Perhaps our cultural ambivalence towards older mothers is down to biology. If human beings were like other animals, we wouldn’t be facing this problem and would simply go on producing babies until we died. We are the only species where the female has a menopause.
“Compared to other mammals, human life histories are strange,” says the biologist, Ruth Mace, a professor of evolutionary anthropology at UCL, who spoke at the conference. “We live for a long time but we don’t get on with reproduction for at least ten years after it is technically possible, before (in the traditional African populations that I study) churning out eight or so babies at an incredible rate of one every three years.
“By comparison, female orang-utans, which are of similar body weight to female human beings, have a baby every eight years. And they do it all through their lives, whereas we stop reproduction at least 20 years before death.” Is this biology conspiring against older motherhood and, if so, why? It could be physiological — something to do with hormones or ageing bodies, or it could be an adaptation.
One theory, the grandmother hypothesis, is that because human babies are helpless for so long and we have them in such quick succession, mothers are likely to have several children around their ankles at any one time, each unable to care for themselves, and need other generations to help raise them.
Significantly, the years around menopause are those when women are most productive (mainly on account of having got shot of the kids of course) but significantly, this time of leisure and plenty is reached just as their daughters are about to start their production line. The theory goes that if older women had small children, they could not help to care for their grandchildren.
Another approach, the mother hypothesis, is that we stop reproducing because it is better to invest in our existing children than risk the higher maternal and child mortality of later births. Then there is also the splendid mother-in-law hypothesis. Women are the so-called dispersing sex, traditionally leaving home to get married and moving to the husband’s home. Menopause is said to be a means of preventing the mother-in-law’s children being in competition with those of the daughter-in-law.
This is plausible but a bit redundant in today’s world. One of the reasons for having a big brood is that it brought money into the family. Contraception now allows us to gain wealth, sex and prestige without having lots of children. We have fewer children but invest much more in them. In some senses we have to, because competition between our children for opportunities such as the place at a favoured school, is now so intense.

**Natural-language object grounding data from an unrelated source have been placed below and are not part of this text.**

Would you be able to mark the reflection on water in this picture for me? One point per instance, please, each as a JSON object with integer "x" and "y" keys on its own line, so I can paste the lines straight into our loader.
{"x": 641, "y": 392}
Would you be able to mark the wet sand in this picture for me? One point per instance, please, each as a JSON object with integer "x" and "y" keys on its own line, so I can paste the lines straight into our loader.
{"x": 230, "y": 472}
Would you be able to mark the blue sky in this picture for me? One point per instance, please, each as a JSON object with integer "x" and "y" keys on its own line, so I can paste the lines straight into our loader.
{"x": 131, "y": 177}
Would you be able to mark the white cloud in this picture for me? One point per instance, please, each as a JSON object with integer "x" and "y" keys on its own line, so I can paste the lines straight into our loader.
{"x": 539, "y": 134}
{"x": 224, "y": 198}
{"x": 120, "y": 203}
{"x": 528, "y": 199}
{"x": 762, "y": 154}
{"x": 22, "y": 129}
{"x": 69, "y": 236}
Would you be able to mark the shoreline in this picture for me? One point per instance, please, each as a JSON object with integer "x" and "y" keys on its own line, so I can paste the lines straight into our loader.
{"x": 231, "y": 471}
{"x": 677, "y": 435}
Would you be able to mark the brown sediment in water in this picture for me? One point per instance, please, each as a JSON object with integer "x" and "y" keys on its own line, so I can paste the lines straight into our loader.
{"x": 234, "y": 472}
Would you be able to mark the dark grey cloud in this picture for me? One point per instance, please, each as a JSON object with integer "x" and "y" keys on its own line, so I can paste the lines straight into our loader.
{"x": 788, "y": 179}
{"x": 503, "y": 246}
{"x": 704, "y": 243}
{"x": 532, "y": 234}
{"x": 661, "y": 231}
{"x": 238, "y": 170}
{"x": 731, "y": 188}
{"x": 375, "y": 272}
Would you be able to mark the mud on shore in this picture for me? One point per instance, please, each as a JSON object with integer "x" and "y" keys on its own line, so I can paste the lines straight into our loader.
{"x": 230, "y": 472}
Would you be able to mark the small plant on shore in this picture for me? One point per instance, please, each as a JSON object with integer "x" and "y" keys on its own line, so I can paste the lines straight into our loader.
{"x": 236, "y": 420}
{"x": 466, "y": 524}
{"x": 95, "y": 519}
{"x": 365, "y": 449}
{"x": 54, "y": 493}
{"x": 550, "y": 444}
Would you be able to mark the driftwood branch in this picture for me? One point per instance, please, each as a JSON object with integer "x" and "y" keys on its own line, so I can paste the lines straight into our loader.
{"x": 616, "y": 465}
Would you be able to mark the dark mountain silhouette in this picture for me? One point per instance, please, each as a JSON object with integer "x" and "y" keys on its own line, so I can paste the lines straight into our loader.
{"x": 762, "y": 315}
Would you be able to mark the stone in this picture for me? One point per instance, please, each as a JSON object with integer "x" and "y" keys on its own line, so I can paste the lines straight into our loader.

Mace points to the strong evidence that siblings are in competition for parental resources, with only children consistently doing better at school than kids from large families. Evolution, she says, may begin to favour older mothers because they are able to give their few children more advantages in life and, if this is the case, then the age of menopause might begin to increase. Where would the debate go if late motherhood was “natural”?
One senses that for all the representations about older motherhood going against biology, it is actually an issue about culture and what we regard as our ideals of a “good” woman. For Hite, older motherhood is just another feminist battleground. “It is part of the negative stereotyping of women,” Hite says simply. And perhaps it is.